Question

deseq2 + filtering low counts with noiseq function

1

Entering edit mode

andreia ▴ 10

@andreia-23745

Last seen 2.1 years ago

Portugal

Hi there,

I am having some doubts about filtering low counts. I already read and read ... papers, questions in forums and i still have the same issue. I know that deseq2 has the independent filtering in the results() however after trying different alpha thresholds my results differs on number of DEGs ok but not quite the genes that my client looking for :) i know, i know this is the result, if dont appear its because its not suppose too! However, if i apply the method 2 of filtering with noiseq package i got the genes that client want! This method was applied before the normalization which removed alot of genes... My question is can i use the noiseq filter or just give the results that i got only with independent filter from deseq2?

Thanks in advance.

deseq2 noiseq lowcounts rnaseq • 1.7k views

ADD COMMENT • link updated 2.3 years ago by Michael Love 41k • written 3.6 years ago by andreia ▴ 10

score 0 · Answer 1 · 2020-09-12

0

Entering edit mode

Michael Love 41k

@mikelove

Last seen 19 hours ago

United States

I advise users to not try too many choices when desiring a certain outcome. See: “garden of forking paths” and issues with replication.

ADD COMMENT • link 3.6 years ago Michael Love 41k

1

Entering edit mode

Thank you for mentioning the "garden of forking paths" here regarding this issue.

However I have troubles on translating this into bioinformatics. Does the article and your comment mean that a researcher should not perform two individual DGE analysis with parametric and non-parametric tool such as with DESeq2 and NOISeq because there is the risk of unintentional p-hacking or is it considered unintentional p-hacking to perform both analyses even when both results are reported? Or is it purely about how straight forward conclusions you make based on the data?

I prefer and recommend to test any bioinformatic results experimentally anyway since analysis workflow affect the results too and can lead to false positives.

ADD REPLY • link 2.3 years ago bioinformatic_trainee ▴ 10

1

Entering edit mode

"because there is the risk of unintentional p-hacking or is it considered unintentional p-hacking to perform both analyses"

Yes, exactly, it's not a good idea to try running multiple methods to see which comes closer to the expected outcome.

"I prefer and recommend to test any bioinformatic results experimentally"

I likewise prefer to test bioinformatic tools on experimental datasets where truth is known (at least partially). Benchmarking methods is one of my main research interests. But it's critical to do this type of testing on a pilot dataset or on an independent benchmarking dataset.

I don't recommend to do testing of multiple tools or options on the primary dataset and then report only the results that were in concordance with prior expectations.

ADD REPLY • link 2.3 years ago Michael Love 41k

0

Entering edit mode

Thank you for your answer. I am just wondering that parametric and non-parametric methods produce somewhat different results anyway and I've been told that non-parametric methods on DGE should not be used alone. If generally parametric DGE tools are preferred when it is ok to use non-parametric method as a single method by your opinion?

Honestly, I couldn't understand why using two different methods is bad if all results are reported and discussed on the possible publication as in Kim et al. 2019 "Transcriptome analysis after PPARγ activation in human meibomian gland epithelial cells (hMGEC)" (DOI: 10.1016/j.jtos.2019.02.003).

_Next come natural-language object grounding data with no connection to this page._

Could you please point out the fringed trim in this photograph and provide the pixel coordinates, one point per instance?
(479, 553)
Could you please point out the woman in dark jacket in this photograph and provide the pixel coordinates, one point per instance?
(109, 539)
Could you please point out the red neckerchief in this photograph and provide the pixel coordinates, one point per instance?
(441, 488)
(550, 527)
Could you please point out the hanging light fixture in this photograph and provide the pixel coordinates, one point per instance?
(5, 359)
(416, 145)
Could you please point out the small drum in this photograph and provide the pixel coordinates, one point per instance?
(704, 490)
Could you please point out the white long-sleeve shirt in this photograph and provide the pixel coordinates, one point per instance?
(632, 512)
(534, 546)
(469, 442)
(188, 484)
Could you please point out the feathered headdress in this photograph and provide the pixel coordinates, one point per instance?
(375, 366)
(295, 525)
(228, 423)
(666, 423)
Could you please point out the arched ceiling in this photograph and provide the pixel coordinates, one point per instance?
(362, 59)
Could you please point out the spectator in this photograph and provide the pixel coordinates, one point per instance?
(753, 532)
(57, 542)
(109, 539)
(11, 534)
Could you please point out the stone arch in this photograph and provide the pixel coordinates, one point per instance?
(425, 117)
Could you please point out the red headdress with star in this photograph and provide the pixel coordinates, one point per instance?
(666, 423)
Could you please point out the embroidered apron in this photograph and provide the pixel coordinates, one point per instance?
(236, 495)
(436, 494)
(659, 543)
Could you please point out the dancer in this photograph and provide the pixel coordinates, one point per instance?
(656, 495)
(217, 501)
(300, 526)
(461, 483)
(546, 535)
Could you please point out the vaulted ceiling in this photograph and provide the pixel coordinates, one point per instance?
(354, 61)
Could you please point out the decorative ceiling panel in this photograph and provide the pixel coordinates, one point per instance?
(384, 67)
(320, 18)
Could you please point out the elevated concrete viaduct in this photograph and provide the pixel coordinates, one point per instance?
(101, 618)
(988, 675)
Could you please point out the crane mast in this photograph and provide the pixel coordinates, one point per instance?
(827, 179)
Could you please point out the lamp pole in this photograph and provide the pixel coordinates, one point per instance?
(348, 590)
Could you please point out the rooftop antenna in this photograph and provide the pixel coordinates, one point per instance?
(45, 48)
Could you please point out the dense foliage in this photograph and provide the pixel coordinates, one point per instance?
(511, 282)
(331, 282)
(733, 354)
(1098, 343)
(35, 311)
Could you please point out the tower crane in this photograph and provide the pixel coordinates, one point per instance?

EDIT: I want to stress that I am talking about hypothesis of performing two independent analysis which doesn't combine filtering method from the other etc.

ADD REPLY • link 2.3 years ago bioinformatic_trainee ▴ 10

0

Entering edit mode

Nothing especially concerning about nonparametric methods in my opinion, except that with very low sample size they lose sensitivity. E.g. you won't be able to detect differences in 2 vs 2, where the parametric models can eke out an answer by borrowing information about parameters across features.

We have been using a method built upon SAMseq recently, and it performs well and competitively with parametric models in 5 vs 5 and so on. When the distribution of data is not a good match to a parametric distribution, sometimes the nonparametric methods can outperform in terms of sensitivity at a fixed error rate.

I don't have much more to say than what I've already said about trying out multiple methods on the same dataset. I think again that this is useful for benchmarking on pilot experiments, or independent datasets, but I don't recommend to do this forking paths approach on the primary dataset. Running methods A, B, C, etc. and then seeing which set of results conforms most to prior expectations on the primary dataset is problematic for me.